Linker selection

Hello the list,

At some point in the near future, FreeBSD is going to start transitioning to a new linker (mclinker, which works now, possibly then migrating to lld once it becomes more complete). People also often install gold or a newer bfd ld from ports. This means that we will have two, possibly three, linkers in the base system and another two from ports, and yet clang currently hard-codes the fact that the linker is the one called ld that is the first to be found in the path. I suspect that, initially, mclinker will be adequate for the base system but possibly not for some ports, so we will need to be able to easily select an alternative linker.

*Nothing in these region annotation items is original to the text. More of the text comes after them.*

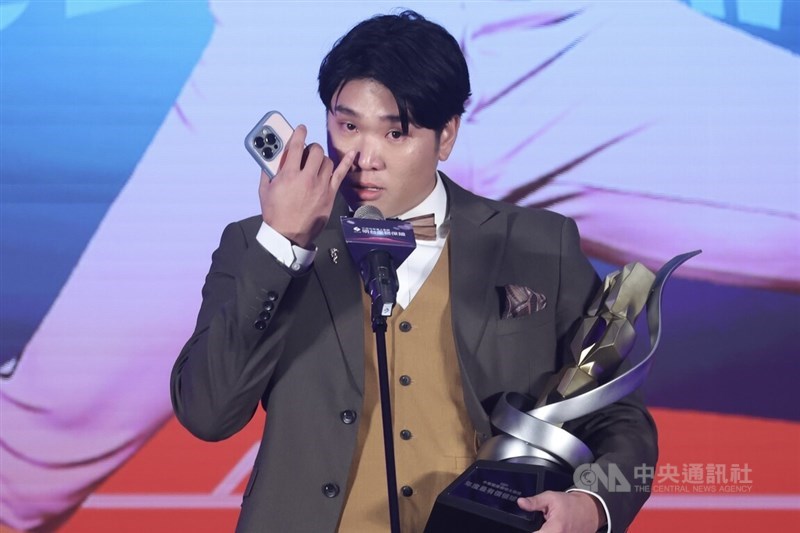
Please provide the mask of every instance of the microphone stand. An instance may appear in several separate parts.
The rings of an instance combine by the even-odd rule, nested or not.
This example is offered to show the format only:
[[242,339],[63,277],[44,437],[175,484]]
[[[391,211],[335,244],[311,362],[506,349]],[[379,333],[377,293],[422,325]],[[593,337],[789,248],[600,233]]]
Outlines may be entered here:
[[397,272],[389,253],[372,252],[362,264],[362,275],[369,280],[365,289],[372,300],[372,331],[378,352],[378,389],[383,419],[383,451],[386,457],[386,489],[389,495],[389,525],[392,533],[400,533],[400,510],[397,501],[397,470],[394,462],[392,403],[389,397],[389,365],[386,358],[386,317],[392,315],[397,297]]
[[392,404],[389,398],[389,366],[386,362],[386,317],[372,312],[372,331],[378,349],[378,388],[383,418],[383,451],[386,457],[386,488],[389,491],[389,524],[392,533],[400,533],[400,510],[397,501],[397,470],[394,464]]

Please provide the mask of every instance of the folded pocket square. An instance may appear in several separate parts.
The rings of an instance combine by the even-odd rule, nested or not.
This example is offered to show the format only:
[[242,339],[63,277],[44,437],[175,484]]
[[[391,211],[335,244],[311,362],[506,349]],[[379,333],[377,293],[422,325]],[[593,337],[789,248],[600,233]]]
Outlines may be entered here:
[[502,318],[531,315],[547,307],[547,298],[524,285],[506,285],[506,305]]

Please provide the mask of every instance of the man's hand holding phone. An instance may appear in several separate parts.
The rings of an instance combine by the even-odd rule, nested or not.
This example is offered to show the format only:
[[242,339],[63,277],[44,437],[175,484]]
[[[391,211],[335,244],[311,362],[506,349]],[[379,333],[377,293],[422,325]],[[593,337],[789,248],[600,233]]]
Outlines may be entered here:
[[261,171],[258,196],[264,222],[294,244],[310,248],[328,222],[339,185],[356,154],[346,153],[334,168],[322,146],[305,146],[306,134],[300,125],[286,141],[274,178]]

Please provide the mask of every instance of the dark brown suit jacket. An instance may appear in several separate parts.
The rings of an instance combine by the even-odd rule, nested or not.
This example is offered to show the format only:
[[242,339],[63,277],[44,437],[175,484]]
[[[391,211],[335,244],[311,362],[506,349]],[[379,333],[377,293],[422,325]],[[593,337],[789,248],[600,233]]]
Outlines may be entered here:
[[[599,280],[561,215],[476,196],[445,178],[450,212],[453,332],[464,402],[479,434],[506,391],[537,395],[570,362],[570,330]],[[256,241],[260,217],[230,224],[212,257],[197,327],[175,363],[171,391],[181,423],[204,440],[227,438],[261,402],[268,422],[237,531],[333,531],[358,432],[342,412],[361,411],[364,334],[357,268],[342,238],[337,200],[317,238],[313,267],[293,275]],[[329,250],[338,250],[334,263]],[[525,285],[547,306],[502,319],[502,288]],[[568,427],[633,482],[654,465],[655,426],[638,398]],[[601,493],[615,531],[645,493]]]

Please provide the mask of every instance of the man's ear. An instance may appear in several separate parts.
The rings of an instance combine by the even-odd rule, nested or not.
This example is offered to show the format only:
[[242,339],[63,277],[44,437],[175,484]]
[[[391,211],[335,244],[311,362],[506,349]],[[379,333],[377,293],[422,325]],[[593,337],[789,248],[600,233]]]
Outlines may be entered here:
[[450,157],[450,152],[453,151],[453,146],[456,144],[459,126],[461,126],[461,117],[455,115],[442,128],[442,132],[439,134],[439,161],[447,161],[447,158]]

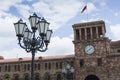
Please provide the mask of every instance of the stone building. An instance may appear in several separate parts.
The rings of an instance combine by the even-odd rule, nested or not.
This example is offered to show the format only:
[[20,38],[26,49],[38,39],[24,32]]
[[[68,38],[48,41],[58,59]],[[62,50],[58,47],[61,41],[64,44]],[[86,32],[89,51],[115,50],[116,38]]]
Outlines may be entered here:
[[[120,41],[106,37],[104,21],[72,25],[74,55],[35,58],[35,80],[65,80],[62,68],[74,66],[73,80],[120,80]],[[31,58],[0,57],[0,79],[30,80]]]

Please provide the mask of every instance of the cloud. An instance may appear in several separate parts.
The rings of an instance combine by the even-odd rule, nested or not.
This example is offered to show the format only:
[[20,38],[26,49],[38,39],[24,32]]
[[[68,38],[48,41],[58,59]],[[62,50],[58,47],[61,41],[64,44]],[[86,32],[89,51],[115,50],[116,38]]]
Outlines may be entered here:
[[2,11],[8,11],[11,6],[21,3],[22,0],[0,0],[0,10]]
[[88,13],[91,13],[91,12],[96,11],[96,10],[97,10],[97,8],[95,7],[95,5],[93,3],[87,4],[87,12]]
[[35,12],[47,18],[51,22],[52,29],[56,30],[75,17],[82,5],[78,0],[41,0],[32,6]]
[[114,35],[115,40],[120,39],[120,24],[115,24],[110,26],[111,33]]
[[[38,51],[36,53],[36,57],[74,54],[74,45],[72,43],[72,40],[73,39],[71,38],[71,35],[70,37],[64,38],[59,38],[58,36],[52,37],[51,43],[48,45],[48,50],[46,52]],[[5,45],[3,47],[12,46],[12,48],[1,50],[0,56],[3,56],[4,58],[31,57],[31,53],[27,53],[24,49],[20,48],[20,46],[17,44],[17,41],[13,41],[9,41],[8,45],[5,45],[4,43],[2,44]]]

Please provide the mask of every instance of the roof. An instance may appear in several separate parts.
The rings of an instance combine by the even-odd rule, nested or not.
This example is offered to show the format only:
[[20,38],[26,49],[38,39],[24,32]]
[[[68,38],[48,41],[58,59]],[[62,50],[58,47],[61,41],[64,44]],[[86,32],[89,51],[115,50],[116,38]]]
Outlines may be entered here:
[[120,47],[120,40],[118,40],[118,41],[112,41],[110,45],[112,47]]
[[[54,60],[54,59],[65,59],[65,58],[74,58],[74,55],[35,57],[35,60],[40,60],[40,59],[42,59],[42,60]],[[0,63],[30,61],[31,59],[32,59],[31,57],[3,59],[3,60],[0,60]]]

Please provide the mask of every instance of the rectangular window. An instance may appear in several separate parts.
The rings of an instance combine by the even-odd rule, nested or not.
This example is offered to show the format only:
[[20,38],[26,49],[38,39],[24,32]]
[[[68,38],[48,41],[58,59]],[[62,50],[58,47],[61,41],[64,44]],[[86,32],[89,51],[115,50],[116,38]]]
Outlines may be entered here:
[[45,63],[45,70],[47,70],[47,63]]
[[84,66],[84,59],[80,59],[80,67]]
[[1,66],[0,66],[0,72],[1,72]]
[[49,63],[49,70],[51,69],[51,63]]
[[58,69],[58,63],[56,62],[56,69]]
[[38,63],[38,70],[40,70],[40,63]]
[[92,27],[93,38],[97,38],[96,27]]
[[98,59],[97,59],[97,63],[98,63],[98,66],[101,66],[101,65],[102,65],[102,59],[101,59],[101,58],[98,58]]
[[84,28],[81,28],[81,38],[82,40],[85,40],[85,29]]
[[91,39],[90,28],[87,28],[87,39]]
[[79,29],[76,29],[76,39],[80,40],[80,33],[79,33]]
[[117,50],[117,52],[120,52],[120,50]]
[[62,69],[62,62],[60,62],[60,69]]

I'd like to add some logic for selecting the linker at run time. Before I start, I was wondering if anyone had any suggestions as to the correct UI for this. As far as I can see, there are two possible choices:

1) We have a flag that takes a full path to the linker to use. This is somewhat problematic, because if two linkers require different arguments (not much of a problem for us, but imagine on Windows being able to switch between the MS and Binutils linkers) then you need to know what the linker is, as well as its name.

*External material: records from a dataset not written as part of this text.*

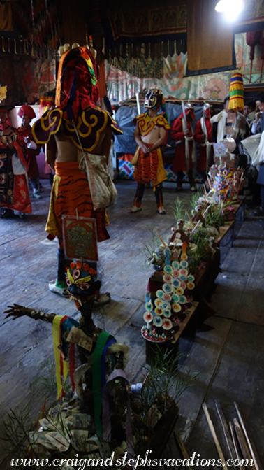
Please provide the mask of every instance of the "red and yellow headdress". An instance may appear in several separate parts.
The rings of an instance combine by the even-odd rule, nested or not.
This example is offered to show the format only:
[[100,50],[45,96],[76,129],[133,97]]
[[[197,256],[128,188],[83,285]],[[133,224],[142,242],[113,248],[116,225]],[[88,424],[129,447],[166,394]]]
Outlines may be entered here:
[[56,106],[66,118],[76,119],[80,111],[96,103],[99,97],[96,64],[86,47],[70,49],[61,57],[58,69]]
[[230,83],[230,101],[228,109],[233,111],[242,111],[244,105],[244,83],[241,73],[234,73]]

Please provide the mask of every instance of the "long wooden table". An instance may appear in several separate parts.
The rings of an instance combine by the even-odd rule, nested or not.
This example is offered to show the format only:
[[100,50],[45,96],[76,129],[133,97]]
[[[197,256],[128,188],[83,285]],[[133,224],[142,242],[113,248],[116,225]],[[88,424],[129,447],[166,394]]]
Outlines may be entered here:
[[[212,287],[214,280],[220,271],[220,248],[228,234],[230,234],[230,244],[232,245],[235,231],[237,222],[244,220],[244,198],[232,204],[234,207],[235,219],[227,221],[219,229],[219,236],[216,240],[217,249],[211,260],[201,265],[198,276],[196,276],[196,288],[193,291],[194,301],[191,302],[191,306],[188,309],[185,318],[179,324],[179,328],[174,335],[171,341],[158,343],[151,341],[145,339],[146,346],[146,362],[149,364],[155,360],[157,351],[163,355],[166,352],[173,350],[175,355],[179,351],[179,340],[182,334],[185,334],[189,337],[195,337],[196,326],[198,318],[200,321],[203,321],[206,318],[214,315],[215,311],[209,306],[206,297]],[[152,278],[159,280],[159,273],[154,273]]]

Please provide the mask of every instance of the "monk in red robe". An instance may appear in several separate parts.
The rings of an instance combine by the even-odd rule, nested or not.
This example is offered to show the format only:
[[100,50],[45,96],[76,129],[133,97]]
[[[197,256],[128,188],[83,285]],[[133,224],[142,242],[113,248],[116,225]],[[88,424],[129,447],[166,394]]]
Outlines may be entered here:
[[191,103],[184,106],[184,118],[183,112],[175,119],[171,128],[171,136],[177,145],[175,149],[173,170],[177,176],[177,190],[182,189],[184,171],[187,172],[190,189],[196,191],[193,169],[196,165],[196,154],[193,142],[193,123],[195,121],[194,108]]

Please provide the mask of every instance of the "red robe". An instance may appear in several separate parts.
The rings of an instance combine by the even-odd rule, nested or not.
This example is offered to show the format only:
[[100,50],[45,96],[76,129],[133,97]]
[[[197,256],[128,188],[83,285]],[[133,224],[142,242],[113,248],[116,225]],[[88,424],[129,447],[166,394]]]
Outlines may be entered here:
[[[189,141],[189,169],[187,169],[186,166],[185,157],[185,139],[182,130],[182,118],[183,113],[182,113],[179,117],[175,119],[174,121],[170,132],[170,135],[175,142],[181,141],[181,143],[177,145],[175,149],[175,157],[173,164],[173,170],[175,173],[177,173],[178,171],[186,171],[187,169],[192,169],[193,166],[193,162],[191,159],[193,142],[193,141]],[[187,128],[189,130],[189,136],[192,136],[193,132],[192,123],[189,120],[187,120]]]
[[[29,137],[31,141],[35,142],[32,135],[31,127],[30,125],[27,126],[27,127],[20,126],[20,127],[17,128],[17,131],[23,141],[25,137]],[[29,165],[27,176],[29,178],[36,178],[39,177],[38,167],[36,158],[36,155],[38,155],[39,151],[40,145],[38,145],[35,150],[32,148],[27,148],[27,163]]]
[[[6,132],[12,138],[13,134],[17,134],[17,131],[10,126],[5,126],[0,129],[0,207],[15,209],[20,212],[32,212],[30,203],[29,187],[27,173],[27,163],[24,157],[25,146],[20,140],[13,141],[16,155],[22,164],[24,169],[22,174],[14,174],[13,169],[13,150],[6,147],[1,134]],[[14,155],[14,158],[17,157]]]
[[[206,127],[206,130],[207,131],[207,141],[208,142],[212,142],[212,125],[210,122],[210,118],[207,118],[205,116],[205,127]],[[197,142],[199,144],[203,144],[204,143],[204,141],[202,138],[202,136],[204,134],[204,132],[202,129],[202,124],[200,120],[199,120],[196,122],[196,128],[194,130],[194,140],[196,142]],[[210,146],[210,152],[211,152],[211,157],[210,157],[210,161],[209,163],[209,166],[211,166],[213,164],[213,146]],[[200,150],[200,158],[198,161],[198,164],[197,164],[197,168],[198,170],[201,170],[203,171],[205,171],[207,169],[207,151],[206,151],[207,146],[203,145],[199,145],[199,150]]]

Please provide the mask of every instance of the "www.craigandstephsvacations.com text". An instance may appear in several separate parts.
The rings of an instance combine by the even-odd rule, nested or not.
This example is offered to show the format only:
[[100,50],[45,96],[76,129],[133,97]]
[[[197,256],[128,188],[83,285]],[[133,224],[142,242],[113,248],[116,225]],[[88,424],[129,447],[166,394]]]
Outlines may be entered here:
[[115,453],[112,452],[111,457],[107,459],[98,458],[78,458],[79,455],[75,454],[74,458],[68,459],[12,459],[10,462],[11,467],[62,467],[64,468],[68,467],[77,467],[78,470],[85,470],[86,467],[98,467],[101,469],[104,468],[115,468],[118,470],[120,467],[131,467],[133,470],[135,470],[140,467],[189,467],[191,465],[200,465],[202,467],[240,467],[242,465],[248,465],[253,467],[254,464],[253,459],[227,459],[223,462],[221,459],[205,459],[200,457],[199,453],[193,452],[191,457],[184,459],[174,459],[174,458],[163,458],[163,459],[152,459],[150,454],[152,450],[147,450],[145,456],[140,457],[137,455],[134,458],[128,456],[127,452],[125,452],[123,457],[120,459],[115,460]]

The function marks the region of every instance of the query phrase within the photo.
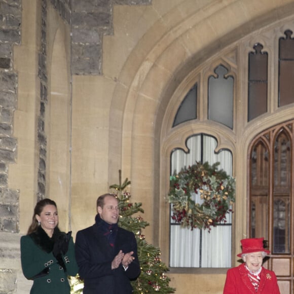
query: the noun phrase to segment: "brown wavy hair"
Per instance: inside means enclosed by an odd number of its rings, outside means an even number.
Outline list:
[[[53,201],[53,200],[51,200],[51,199],[45,198],[45,199],[42,199],[39,201],[34,207],[31,224],[27,230],[27,235],[29,235],[36,231],[38,227],[39,227],[39,223],[35,217],[36,214],[38,214],[40,216],[41,212],[43,211],[44,208],[46,205],[54,205],[54,206],[56,207],[56,209],[57,209],[56,203],[55,201]]]

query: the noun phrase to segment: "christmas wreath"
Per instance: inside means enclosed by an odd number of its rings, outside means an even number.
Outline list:
[[[208,162],[183,168],[170,177],[168,198],[172,204],[171,217],[182,227],[207,229],[226,223],[226,214],[232,211],[235,202],[235,179],[223,169],[219,162],[212,166]],[[198,194],[199,203],[193,198]]]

2) We have a flag like the libc++ / libstdc++ selection flag, which takes an argument like bfd, gold, mc, lld and some logic in the driver to work out what the paths and names of each of these should be.

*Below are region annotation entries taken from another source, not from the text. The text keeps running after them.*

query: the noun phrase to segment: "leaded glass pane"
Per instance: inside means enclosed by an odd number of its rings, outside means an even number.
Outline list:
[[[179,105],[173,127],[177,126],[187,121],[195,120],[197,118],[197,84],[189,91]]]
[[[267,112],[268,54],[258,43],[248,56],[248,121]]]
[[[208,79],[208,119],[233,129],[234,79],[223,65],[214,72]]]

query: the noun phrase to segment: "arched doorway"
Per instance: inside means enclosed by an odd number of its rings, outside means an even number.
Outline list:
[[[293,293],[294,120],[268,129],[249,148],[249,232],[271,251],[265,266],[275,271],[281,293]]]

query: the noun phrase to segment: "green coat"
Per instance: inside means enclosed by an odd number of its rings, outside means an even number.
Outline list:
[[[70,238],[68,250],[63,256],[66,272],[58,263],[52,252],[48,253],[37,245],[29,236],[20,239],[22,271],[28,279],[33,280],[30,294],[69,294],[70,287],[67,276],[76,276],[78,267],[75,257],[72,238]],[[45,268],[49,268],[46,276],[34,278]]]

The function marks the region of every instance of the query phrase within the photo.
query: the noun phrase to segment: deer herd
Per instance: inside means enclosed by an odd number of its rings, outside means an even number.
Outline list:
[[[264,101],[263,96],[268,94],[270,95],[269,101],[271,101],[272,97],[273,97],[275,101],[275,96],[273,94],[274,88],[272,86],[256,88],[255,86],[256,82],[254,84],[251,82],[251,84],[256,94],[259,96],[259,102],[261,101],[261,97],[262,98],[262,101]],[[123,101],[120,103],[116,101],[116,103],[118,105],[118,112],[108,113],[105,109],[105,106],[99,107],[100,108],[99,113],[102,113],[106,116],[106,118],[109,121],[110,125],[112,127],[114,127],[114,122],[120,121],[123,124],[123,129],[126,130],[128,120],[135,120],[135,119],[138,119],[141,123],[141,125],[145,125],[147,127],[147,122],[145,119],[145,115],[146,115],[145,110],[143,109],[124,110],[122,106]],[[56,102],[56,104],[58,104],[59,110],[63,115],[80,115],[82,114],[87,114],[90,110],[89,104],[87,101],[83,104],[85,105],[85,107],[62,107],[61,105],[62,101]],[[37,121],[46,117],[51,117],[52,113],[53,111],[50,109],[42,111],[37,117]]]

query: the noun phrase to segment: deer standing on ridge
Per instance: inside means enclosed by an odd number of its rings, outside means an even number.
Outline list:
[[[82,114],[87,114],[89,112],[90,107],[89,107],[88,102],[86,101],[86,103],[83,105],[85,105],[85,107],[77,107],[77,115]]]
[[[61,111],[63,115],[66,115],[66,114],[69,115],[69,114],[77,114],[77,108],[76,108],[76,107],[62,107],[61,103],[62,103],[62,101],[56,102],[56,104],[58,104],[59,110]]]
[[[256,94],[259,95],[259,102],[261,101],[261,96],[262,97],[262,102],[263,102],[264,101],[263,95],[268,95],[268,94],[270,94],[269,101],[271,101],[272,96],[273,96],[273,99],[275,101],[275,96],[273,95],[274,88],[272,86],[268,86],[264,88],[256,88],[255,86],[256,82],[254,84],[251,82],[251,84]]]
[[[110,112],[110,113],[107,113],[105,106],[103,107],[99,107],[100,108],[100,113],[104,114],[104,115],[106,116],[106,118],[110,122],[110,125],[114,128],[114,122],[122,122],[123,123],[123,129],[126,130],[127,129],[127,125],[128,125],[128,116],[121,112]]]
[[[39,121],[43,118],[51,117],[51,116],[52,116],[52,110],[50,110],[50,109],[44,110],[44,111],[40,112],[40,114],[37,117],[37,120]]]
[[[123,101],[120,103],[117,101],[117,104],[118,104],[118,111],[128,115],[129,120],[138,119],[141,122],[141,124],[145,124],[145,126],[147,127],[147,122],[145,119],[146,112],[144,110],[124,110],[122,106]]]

Is there a more sensible third option?

David

I think the sensible option is for all the linkers on a particular platform
to have a compatible commandline interface. Much like Clang has a
compatible interface to GCC. This compatibility doesn't have to be perfect
(clearly, as Clang's is far from it), but should easily be enough for the
small variation of Flags Clang needs to pass.

My understanding has been that 'lld' has this as an explicit goal, and
certainly bfd and gold both act as a normal 'ld' linker on Linux. I think
that if MCLinker wants to be used on a platform where 'ld's flag syntax is
the defacto standard, it should be compatible. I think that adding yet
another dialect of linker option syntax for such a narrow use case (as you
admit it is likely to be only a stop-gap) isn't a lot of complexity for
very little gain.

I would much rather see the effort go into making 'lld' (or 'MCLinker' for
that matter...) be a viable, compatible linker on the particular platform
of interest.

I'm already helping the MCLinker folks to make MCLinker an alternative linker for FreeBSD, including implementing the necessary GNU ld-compatible flags. They are 90% done WRT userland, and linking the kernel is next.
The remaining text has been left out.